For troubleshooting purposes, I have also enabled logging into my gRPC server and client. Some sample logs are given below:
2023-10-14 15:09:45,053 - __main__ - INFO - Starting server. Listening on port 50051.
2023-10-14 15:10:29,687 - __main__ - INFO - Received a request from grpc-client-654d8cbf7f-ql96c: Ujala
2023-10-14 15:10:34,697 - __main__ - INFO - Received a request from grpc-client-654d8cbf7f-ql96c: Ujala
2023-10-14 15:10:54,758 - __main__ - INFO - Received a request from grpc-client-654d8cbf7f-ql96c: Ujala
2023-10-14 15:11:04,784 - __main__ - INFO - Received a request from grpc-client-654d8cbf7f-ql96c: Ujala2023-10-14 15:10:24,672 - __main__ - INFO - Received: Hello, Ujala! This message is from grpc-server-bcf6dc8cb-fzllg
2023-10-14 15:10:29,690 - __main__ - INFO - Received: Hello, Ujala! This message is from grpc-server-bcf6dc8cb-f7mpn
2023-10-14 15:10:34,699 - __main__ - INFO - Received: Hello, Ujala! This message is from grpc-server-bcf6dc8cb-f7mpn
2023-10-14 15:10:39,709 - __main__ - INFO - Received: Hello, Ujala! This message is from grpc-server-bcf6dc8cb-fzllg
2023-10-14 15:10:44,734 - __main__ - INFO - Received: Hello, Ujala! This message is from grpc-server-bcf6dc8cb-fzllg
2023-10-14 15:10:49,749 - __main__ - INFO - Received: Hello, Ujala! This message is from grpc-server-bcf6dc8cb-fzllg
2023-10-14 15:10:54,759 - __main__ - INFO - Received: Hello, Ujala! This message is from grpc-server-bcf6dc8cb-f7mpn
2023-10-14 15:10:59,775 - __main__ - INFO - Received: Hello, Ujala! This message is from grpc-server-bcf6dc8cb-fzllg
2023-10-14 15:11:04,786 - __main__ - INFO - Received: Hello, Ujala! This message is from grpc-server-bcf6dc8cb-f7mpn
2023-10-14 15:11:09,803 - __main__ - INFO - Received: Hello, Ujala! This message is from grpc-server-bcf6dc8cb-fzllg
2023-10-14 15:11:14,822 - __main__ - INFO - Received: Hello, Ujala! This message is from grpc-server-bcf6dc8cb-f7mpn
2023-10-14 15:11:19,849 - __main__ - INFO - Received: Hello, Ujala!
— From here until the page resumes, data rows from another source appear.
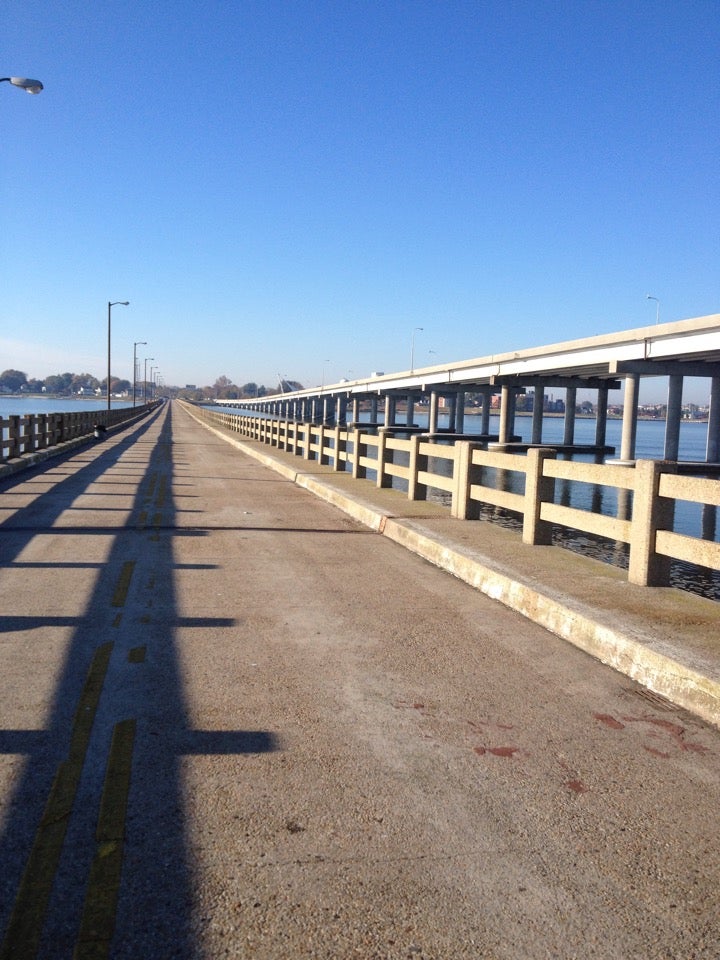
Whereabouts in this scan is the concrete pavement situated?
[184,408,720,726]
[0,404,720,960]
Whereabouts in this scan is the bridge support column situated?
[428,390,440,433]
[455,390,465,433]
[408,433,428,500]
[498,384,516,443]
[523,447,555,546]
[620,373,640,462]
[530,380,545,443]
[663,374,683,460]
[405,393,415,427]
[563,387,577,447]
[628,460,677,587]
[445,393,457,433]
[480,387,492,436]
[595,383,610,447]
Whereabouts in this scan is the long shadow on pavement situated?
[0,405,276,960]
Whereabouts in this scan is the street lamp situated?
[410,327,423,373]
[133,340,147,406]
[645,294,660,323]
[108,300,130,410]
[143,357,155,403]
[320,360,332,390]
[0,77,43,93]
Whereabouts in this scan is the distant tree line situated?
[0,370,132,397]
[0,370,303,400]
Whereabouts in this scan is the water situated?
[0,396,132,419]
[215,407,720,600]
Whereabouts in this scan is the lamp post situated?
[0,77,43,93]
[645,294,660,323]
[143,357,155,403]
[320,360,332,390]
[410,327,423,373]
[108,300,130,410]
[133,340,147,406]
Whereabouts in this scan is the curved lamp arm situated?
[0,77,43,93]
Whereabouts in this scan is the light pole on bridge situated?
[143,357,155,403]
[410,327,423,373]
[133,340,147,406]
[108,300,130,410]
[645,294,660,323]
[0,77,43,93]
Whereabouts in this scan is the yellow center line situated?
[110,560,135,607]
[0,643,113,960]
[73,720,136,960]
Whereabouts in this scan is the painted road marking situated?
[73,720,136,960]
[110,560,135,607]
[0,643,113,960]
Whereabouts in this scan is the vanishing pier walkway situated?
[0,403,720,960]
This message is from grpc-server-bcf6dc8cb-fzllg
In our exploration of load balancing mechanisms within our Kubernetes environment, we delved into leveraging Envoy as a critical intermediary layer. Employing the ROUND_ROBIN strategy, we observed highly promising results as it efficiently distributed the load across the various pods of our server. This effectiveness is readily demonstrable through the metric graphs we've collected. However, it became evident that traditional Kubernetes connection-based load balancing didn't align with the specific requirements of gRPC. Given that gRPC operates atop the HTTP/2 protocol, which relies on multiplexing and stream-based communication, Kubernetes' standard load balancing was less than optimal. This strategic move was driven by the need for a more compatible and efficient solution to address the unique characteristics of gRPC communication, ensuring seamless and performant interactions within our Kubernetes cluster.